“Jesús y la Oración” “Escuela de Oración” (Clase N°8)

1 Samuel 1:10-11: “ella con amargura de alma oró a Jehová, y lloró abundantemente. E hizo voto, diciendo: Jehová de los ejércitos, si te dignares mirar a la aflicción de tu sierva, y te acordares de mí, y no te olvidares de tu sierva, sino que dieres a tu sierva un hijo varón, yo lo dedicaré a Jehová todos los días de su vida, y no pasará navaja sobre su cabeza.”

La Biblia habla de una mujer llamada Ana que no podía tener hijos y vivía muy afligida, mientras que Penina la condenaba por su infertilidad. Esta mujer oró a Dios con un corazón humillado, sin importar lo que pudieran pensar los demás y Dios le concedió el milagro de tener un hijo.

Debemos aprender que oramos no para que nos vean levantar las manos, sino que lo hacemos para establecer una relación con Dios. A pesar de las circunstancias debemos mantenernos firmes en nuestra oración, sin olvidar que Jesús nos abraza con su amor y quita la carga de nuestros hombros. No es necesario orar y quejarnos durante un largo período de tiempo, tal vez cinco minutos adorando a Dios son suficientes para agradar el corazón del Padre. Dios no recibe oraciones de un corazón amargado.

Es hermoso que una persona se humille a Dios, no con deseos de obtener algo, simplemente porque desea estar con Él y le ama. Dios no tiene hijos malcriados, sino con un corazón humilde, ¿por qué a unas personas les va mejor que a otras? Porque unas agradan a Dios y otras solo le reclaman o exigen.

Deja de orar para ti y comienza a pedir la voluntad de Dios para tu vida, luchemos por los intereses de Dios y Él se ocupará de nuestras necesidades. Cuidemos a nuestro corazón, aprendamos a despegarnos de lo terrenal y hacer la voluntad de Dios. ¿Quieres predicar en la iglesia, pero descuidas a tu hogar? Debe existir un equilibrio, Dios es un Dios de orden.

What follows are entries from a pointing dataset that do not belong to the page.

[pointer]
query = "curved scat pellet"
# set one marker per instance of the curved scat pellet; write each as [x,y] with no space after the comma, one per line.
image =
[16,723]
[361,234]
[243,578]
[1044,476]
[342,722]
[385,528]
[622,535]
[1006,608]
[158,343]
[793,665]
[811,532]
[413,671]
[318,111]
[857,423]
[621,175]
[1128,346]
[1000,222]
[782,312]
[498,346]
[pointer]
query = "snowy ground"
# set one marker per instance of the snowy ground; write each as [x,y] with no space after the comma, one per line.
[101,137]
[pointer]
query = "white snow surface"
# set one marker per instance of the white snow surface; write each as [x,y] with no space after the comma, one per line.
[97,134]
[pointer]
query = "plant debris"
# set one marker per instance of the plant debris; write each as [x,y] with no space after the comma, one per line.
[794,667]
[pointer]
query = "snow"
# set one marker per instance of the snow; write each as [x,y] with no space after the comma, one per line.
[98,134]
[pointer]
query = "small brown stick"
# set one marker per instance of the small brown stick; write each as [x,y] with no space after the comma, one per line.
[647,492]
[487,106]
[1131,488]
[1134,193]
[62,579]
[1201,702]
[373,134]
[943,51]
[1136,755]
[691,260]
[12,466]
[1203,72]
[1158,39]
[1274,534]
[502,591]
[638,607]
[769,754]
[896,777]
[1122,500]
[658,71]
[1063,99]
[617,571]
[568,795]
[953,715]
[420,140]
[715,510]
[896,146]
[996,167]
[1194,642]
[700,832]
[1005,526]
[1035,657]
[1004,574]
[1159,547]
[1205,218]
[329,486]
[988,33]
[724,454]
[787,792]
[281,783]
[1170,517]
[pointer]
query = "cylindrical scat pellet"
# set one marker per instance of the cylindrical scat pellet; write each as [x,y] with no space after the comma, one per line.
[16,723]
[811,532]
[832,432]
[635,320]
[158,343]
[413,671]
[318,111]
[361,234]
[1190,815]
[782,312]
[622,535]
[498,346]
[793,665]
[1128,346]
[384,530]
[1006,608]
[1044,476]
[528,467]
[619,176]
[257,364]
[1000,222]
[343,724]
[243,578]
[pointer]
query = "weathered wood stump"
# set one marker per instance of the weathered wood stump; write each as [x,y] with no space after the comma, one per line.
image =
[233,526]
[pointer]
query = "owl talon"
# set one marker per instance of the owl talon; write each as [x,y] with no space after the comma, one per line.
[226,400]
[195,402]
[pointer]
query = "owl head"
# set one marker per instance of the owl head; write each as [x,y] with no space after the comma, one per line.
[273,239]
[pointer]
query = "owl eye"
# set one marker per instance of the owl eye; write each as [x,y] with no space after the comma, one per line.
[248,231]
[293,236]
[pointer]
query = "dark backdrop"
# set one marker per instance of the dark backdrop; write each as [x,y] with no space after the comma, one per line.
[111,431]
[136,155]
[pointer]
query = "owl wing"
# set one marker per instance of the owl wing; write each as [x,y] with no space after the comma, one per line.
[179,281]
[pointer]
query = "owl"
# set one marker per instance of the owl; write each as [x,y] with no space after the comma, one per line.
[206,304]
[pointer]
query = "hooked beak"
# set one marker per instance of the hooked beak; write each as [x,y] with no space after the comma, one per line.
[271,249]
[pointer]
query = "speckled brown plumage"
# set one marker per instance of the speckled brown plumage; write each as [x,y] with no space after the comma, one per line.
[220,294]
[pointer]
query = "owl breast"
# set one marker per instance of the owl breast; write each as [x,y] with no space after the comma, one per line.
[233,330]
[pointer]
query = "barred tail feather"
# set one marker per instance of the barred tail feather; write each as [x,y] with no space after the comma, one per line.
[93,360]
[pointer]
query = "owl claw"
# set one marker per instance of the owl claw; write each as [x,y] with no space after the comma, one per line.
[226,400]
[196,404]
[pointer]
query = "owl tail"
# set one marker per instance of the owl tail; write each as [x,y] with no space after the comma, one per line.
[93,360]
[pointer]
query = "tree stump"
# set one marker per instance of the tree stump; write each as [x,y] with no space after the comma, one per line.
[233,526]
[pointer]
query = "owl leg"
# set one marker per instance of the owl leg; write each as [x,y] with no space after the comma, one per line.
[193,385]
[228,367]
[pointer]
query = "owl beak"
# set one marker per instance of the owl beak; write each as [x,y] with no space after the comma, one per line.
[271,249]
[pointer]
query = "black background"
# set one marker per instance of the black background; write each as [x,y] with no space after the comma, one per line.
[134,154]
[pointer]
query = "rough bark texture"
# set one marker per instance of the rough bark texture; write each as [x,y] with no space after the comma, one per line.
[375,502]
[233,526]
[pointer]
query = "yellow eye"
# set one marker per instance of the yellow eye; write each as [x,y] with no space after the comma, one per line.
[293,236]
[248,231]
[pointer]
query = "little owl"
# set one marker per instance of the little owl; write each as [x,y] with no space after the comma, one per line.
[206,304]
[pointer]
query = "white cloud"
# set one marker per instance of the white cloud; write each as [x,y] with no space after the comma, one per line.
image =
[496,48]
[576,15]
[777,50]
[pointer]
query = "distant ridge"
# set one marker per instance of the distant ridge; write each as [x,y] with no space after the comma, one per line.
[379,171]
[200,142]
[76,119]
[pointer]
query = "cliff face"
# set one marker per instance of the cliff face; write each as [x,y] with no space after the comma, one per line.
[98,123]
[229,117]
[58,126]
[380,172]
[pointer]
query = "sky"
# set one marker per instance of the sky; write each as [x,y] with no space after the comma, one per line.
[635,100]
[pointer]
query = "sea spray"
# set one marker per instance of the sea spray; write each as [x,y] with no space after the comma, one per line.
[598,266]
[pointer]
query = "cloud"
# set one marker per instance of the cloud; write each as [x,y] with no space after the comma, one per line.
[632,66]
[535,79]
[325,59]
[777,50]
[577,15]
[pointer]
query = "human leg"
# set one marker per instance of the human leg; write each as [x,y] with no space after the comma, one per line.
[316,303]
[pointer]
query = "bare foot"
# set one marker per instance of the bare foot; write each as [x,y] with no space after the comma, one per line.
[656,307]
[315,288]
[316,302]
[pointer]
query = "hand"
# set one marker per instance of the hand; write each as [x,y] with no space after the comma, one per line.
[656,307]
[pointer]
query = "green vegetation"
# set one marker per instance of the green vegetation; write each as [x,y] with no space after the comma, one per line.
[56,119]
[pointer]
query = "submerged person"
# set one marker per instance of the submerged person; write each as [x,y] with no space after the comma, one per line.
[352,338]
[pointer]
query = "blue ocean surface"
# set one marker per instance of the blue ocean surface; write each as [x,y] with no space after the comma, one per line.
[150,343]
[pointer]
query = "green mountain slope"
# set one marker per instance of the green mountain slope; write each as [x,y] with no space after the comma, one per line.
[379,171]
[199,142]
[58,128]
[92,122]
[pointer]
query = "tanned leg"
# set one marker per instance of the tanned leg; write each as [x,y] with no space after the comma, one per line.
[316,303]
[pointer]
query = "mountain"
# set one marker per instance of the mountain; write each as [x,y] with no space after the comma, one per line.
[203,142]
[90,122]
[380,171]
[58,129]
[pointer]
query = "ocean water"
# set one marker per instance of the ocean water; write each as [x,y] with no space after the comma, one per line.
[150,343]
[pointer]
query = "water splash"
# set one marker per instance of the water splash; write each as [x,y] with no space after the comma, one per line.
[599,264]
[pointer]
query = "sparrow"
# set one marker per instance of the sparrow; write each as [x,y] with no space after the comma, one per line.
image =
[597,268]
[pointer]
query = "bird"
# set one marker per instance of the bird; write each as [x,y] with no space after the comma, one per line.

¿Qué es lo que deseas? Que la voluntad de Dios se cumpla, ¿qué somos sin Jesús? Nada, pues dependemos completamente de Él. No ores con amargura en tu corazón, pero si lo haces con un deseo genuino y descansas en sus brazos, todo saldrá bien. No preguntemos por qué suceden las cosas, simplemente humíllate a Dios y espera en Él, porque sabe lo que hace. Cuando te caigas, recuerda que tu socorro no proviene de una persona, tu socorro viene de Jehová.

Donde no puede el hombre, allí llega la ayuda de Dios, no caminemos por vista ni por lo que oímos, debemos aprender a vivir por fe. El tiempo no lo decides tú, el tiempo lo decide Dios. Entiende que tienes un Dios grande que no te ha defraudado y nunca lo hará.